He says it’s the taboo that has forced dancers to assume stage names. “Till the ’90s, dancers used their own names. They were famous artistes and people adored them. But over the past 15 years, since the advent of Bhojpuri orchestra, dancers have started seeking anonymity,” says Shukla, who started his own career in the ’80s as a jagran singer. “At one point, we even tried to introduce duets, but they failed miserably. The men in the audience would get on stage and push the male dancer out,” he says.
Playing the video of the Bathinda firing on his phone, Shukla says, “This is another worry. I am the local guardian for these girls. If something happens to them, I will be held responsible. I often warn them to stay alert and remain in their rooms after the performance… These girls are smart, they know how to take care of themselves,” he says, now making his way to the rented accommodation behind his office, where three of his dancers stay.
Seven years ago, Jyoti, a resident of Punjabi Bagh in west Delhi, told her mother that she had landed a job at a neighbourhood beauty parlour. Her mother, who worked as a tailor, was elated. After her husband’s death, the family was going through a rough time, and with seven daughters and a son to take care of, any income was welcome. What Jyoti didn’t tell her family was that she had, in fact, taken up an offer to become a wedding dancer.
“My first performance was at a village near Gurgaon. I got Rs 800 for it. Fortunately, I was part of a group dance and simply copied what the seniors did.

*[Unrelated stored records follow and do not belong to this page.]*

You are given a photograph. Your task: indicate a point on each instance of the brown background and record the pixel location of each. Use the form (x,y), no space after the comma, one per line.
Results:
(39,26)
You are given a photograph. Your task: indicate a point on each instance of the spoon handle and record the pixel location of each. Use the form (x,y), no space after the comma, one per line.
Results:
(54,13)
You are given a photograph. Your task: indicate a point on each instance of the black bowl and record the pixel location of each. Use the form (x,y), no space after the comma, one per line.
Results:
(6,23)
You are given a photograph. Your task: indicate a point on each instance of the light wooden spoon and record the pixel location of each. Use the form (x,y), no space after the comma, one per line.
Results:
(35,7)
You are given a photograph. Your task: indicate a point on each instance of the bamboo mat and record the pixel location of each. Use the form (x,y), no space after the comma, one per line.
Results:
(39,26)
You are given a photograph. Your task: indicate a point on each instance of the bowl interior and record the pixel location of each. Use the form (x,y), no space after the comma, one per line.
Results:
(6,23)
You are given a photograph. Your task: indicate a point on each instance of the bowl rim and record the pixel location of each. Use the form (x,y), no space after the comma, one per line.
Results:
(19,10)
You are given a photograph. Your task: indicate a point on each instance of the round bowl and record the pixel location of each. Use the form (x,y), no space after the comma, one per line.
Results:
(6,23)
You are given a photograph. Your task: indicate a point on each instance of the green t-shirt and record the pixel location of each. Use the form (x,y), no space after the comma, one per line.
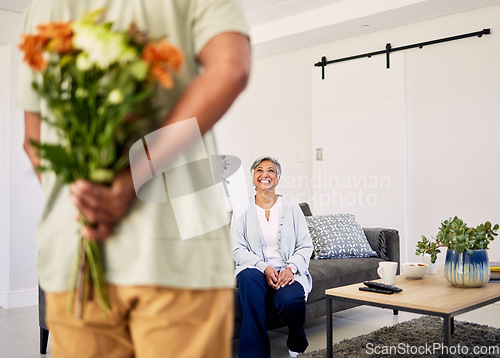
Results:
(147,247)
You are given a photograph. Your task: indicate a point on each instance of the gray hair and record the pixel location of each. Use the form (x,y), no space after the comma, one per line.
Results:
(271,159)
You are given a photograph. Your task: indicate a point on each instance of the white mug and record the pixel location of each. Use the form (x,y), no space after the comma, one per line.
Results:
(387,271)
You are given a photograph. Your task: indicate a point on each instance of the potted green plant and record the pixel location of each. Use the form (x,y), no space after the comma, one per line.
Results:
(466,263)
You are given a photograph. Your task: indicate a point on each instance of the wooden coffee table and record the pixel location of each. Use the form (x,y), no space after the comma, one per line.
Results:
(433,295)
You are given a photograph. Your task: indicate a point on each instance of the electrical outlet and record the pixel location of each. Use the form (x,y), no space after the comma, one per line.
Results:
(319,154)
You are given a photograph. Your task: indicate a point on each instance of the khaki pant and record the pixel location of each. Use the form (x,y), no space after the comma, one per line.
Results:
(145,322)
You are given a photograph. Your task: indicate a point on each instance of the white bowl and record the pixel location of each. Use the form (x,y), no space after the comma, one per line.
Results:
(414,270)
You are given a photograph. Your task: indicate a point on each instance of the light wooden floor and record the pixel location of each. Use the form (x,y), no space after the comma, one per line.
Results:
(19,332)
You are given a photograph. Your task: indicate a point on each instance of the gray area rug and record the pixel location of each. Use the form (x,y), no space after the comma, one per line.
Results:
(419,337)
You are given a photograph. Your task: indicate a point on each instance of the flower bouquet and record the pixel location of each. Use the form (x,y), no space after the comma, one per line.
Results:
(96,83)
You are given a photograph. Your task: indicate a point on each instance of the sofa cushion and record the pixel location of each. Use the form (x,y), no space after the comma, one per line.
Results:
(338,236)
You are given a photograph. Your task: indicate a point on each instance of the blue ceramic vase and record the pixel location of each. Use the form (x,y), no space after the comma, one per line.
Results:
(467,270)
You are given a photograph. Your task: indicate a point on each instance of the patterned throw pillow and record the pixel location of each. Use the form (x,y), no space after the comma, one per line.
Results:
(338,236)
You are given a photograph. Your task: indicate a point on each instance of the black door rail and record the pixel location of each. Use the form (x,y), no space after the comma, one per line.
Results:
(388,49)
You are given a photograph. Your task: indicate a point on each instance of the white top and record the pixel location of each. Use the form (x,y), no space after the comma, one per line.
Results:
(270,234)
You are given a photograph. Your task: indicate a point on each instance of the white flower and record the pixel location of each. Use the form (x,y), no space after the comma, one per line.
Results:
(102,46)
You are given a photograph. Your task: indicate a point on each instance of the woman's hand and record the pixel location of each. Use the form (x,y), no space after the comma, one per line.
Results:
(103,206)
(271,277)
(285,277)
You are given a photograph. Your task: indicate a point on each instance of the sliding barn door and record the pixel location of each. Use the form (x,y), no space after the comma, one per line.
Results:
(359,141)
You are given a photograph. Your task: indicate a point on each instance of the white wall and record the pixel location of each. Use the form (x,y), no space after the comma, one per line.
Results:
(453,117)
(19,190)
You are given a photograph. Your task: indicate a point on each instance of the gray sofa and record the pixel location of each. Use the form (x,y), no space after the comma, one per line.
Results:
(331,273)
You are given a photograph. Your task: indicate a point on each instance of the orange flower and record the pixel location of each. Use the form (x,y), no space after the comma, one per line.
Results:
(54,37)
(32,46)
(59,36)
(164,58)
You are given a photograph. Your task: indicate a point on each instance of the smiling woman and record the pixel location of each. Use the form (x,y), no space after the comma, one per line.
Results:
(271,248)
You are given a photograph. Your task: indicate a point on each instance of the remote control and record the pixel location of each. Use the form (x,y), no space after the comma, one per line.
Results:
(382,286)
(377,290)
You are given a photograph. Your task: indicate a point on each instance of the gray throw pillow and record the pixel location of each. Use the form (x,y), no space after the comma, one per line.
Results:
(338,236)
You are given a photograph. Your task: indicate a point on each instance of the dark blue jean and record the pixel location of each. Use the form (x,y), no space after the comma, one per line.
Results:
(254,297)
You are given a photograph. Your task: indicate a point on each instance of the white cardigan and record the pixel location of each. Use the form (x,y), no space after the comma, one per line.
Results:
(294,241)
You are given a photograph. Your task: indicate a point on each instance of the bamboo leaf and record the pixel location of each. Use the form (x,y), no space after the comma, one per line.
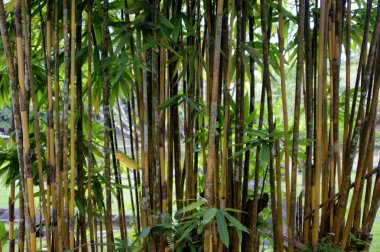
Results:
(129,162)
(3,231)
(174,100)
(165,21)
(209,215)
(192,206)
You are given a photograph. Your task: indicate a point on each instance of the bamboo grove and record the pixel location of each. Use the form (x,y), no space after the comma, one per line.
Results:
(210,125)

For outstation performances, I would tell my mother that I have been hired for make-up by the bride’s family. This time too I said the same thing,” she says, sitting in a dingy room with pink cobwebbed walls in Kydganj. She has been hired by Shukla for this wedding season and he takes care of her accommodation and meals during the months. Two other girls — Esha from Delhi, who performed at the Mau Dostpur reception the previous night, and Nisha from Punjab — share the room with her.
“I take this place on rent for four months a year and hire a cook-cum-cleaner for the girls,” says Shukla. The room is small, with a bed, a few racks and no windows. There are clothes, mostly embellished ones, and imitation jewellery strewn all over the place.

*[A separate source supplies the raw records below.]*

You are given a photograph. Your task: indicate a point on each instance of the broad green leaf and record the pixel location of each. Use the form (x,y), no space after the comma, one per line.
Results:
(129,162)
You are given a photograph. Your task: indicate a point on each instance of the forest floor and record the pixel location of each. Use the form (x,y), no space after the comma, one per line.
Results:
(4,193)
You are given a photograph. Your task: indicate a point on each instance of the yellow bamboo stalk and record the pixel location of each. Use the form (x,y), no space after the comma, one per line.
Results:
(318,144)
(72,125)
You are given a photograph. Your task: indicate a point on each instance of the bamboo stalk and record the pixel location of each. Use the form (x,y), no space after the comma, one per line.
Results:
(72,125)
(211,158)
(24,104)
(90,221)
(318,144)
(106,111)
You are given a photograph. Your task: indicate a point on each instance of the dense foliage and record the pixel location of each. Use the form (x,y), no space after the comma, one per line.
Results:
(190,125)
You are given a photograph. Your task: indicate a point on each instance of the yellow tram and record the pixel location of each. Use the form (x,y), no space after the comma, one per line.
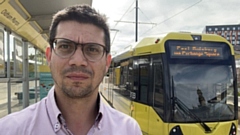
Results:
(177,84)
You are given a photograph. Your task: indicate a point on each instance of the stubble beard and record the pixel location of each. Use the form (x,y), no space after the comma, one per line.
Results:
(76,90)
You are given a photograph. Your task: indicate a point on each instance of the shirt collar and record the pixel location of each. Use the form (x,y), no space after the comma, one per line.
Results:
(53,111)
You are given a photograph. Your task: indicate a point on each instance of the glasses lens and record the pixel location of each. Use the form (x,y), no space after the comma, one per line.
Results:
(93,51)
(64,48)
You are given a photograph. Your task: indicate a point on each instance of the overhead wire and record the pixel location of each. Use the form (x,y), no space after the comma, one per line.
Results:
(172,16)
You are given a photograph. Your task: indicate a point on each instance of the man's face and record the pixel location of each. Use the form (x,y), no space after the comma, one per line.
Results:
(76,76)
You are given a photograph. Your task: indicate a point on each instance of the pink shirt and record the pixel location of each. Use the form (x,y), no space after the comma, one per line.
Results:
(44,118)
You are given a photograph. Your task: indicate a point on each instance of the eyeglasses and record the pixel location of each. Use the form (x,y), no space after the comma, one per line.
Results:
(65,48)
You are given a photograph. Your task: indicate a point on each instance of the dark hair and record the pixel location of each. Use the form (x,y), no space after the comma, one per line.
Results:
(81,14)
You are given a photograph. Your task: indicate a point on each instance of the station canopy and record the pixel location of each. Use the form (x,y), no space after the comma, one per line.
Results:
(30,19)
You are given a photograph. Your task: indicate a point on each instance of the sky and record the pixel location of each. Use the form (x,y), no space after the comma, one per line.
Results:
(158,17)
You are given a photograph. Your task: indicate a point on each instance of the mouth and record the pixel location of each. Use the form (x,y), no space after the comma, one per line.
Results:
(77,76)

As Jyoti informs Shukla that she is unwell and can’t travel to Sultanpur, 100 km away, to perform, Shukla dials another orchestra group to arrange for a dancer and asks Nisha to pack her bags quickly. Around 5 pm, Nisha reluctantly steps out of the bed and asks Jyoti to help her out. “Na nahaya, na khaya, bas bhagna padega (I haven’t taken a shower or eaten anything, I have to rush),” says Nisha, who only returned at 5 am that morning from a performance.
“Nisha is my best friend,” smiles Jyoti, asking her roommate to wear some perfume. “Two years after I became a dancer, I married a man who did odd jobs at the Navy base in Delhi. I quit dancing completely then, but the marriage only lasted two-and-a-half months. He would often get drunk and beat me up. I got a divorce and returned to dancing. Nisha stood by me like a rock during those times,” she says.
“I have a five-year-old son. He stays with my mother. Dancing has helped me pay for his education,” she adds. She plans to quit the industry in another three-four years. “There is too much pressure. Acha dikhna, gande Bhojpuri gaanon pe nachna, ajeeb logon se milna (You need to look good, dance to vulgar Bhojpuri songs and meet strangers). I am already 28, there are very few years I have anyway,” she says, seeing off Nisha, who rides pillion on Shukla’s scooty till the main market, where a Qualis with the other orchestra members is waiting for her.
Before leaving, Shukla says, “Dancers can only work till they are 35. Phir moti ho jati hain, jhuriya aa jati hain (Then they get fat, get wrinkles) and younger dancers replace them. But then, there is Sonia, who you met last night. She has really taken care of herself. She says she is 30, but she must be at least 40.”
There were many things that brought Sonia and Saurabh together 12 years ago. Four years into her job as a wedding dancer in Ludhiana, Sonia arrived in Allahabad from her hometown, Jalandhar. “My father, who worked in the Army, died when I was 14. My mother died a few years later. I was their only child and suddenly, I was all alone. An aunty from Ludhiana got me into the profession. I worked with her in Ludhiana for three-four years. She taught me everything — dance, make-up… She was the only family I had,” she says. “When I came to Allahabad for a performance, I decided to stay on.”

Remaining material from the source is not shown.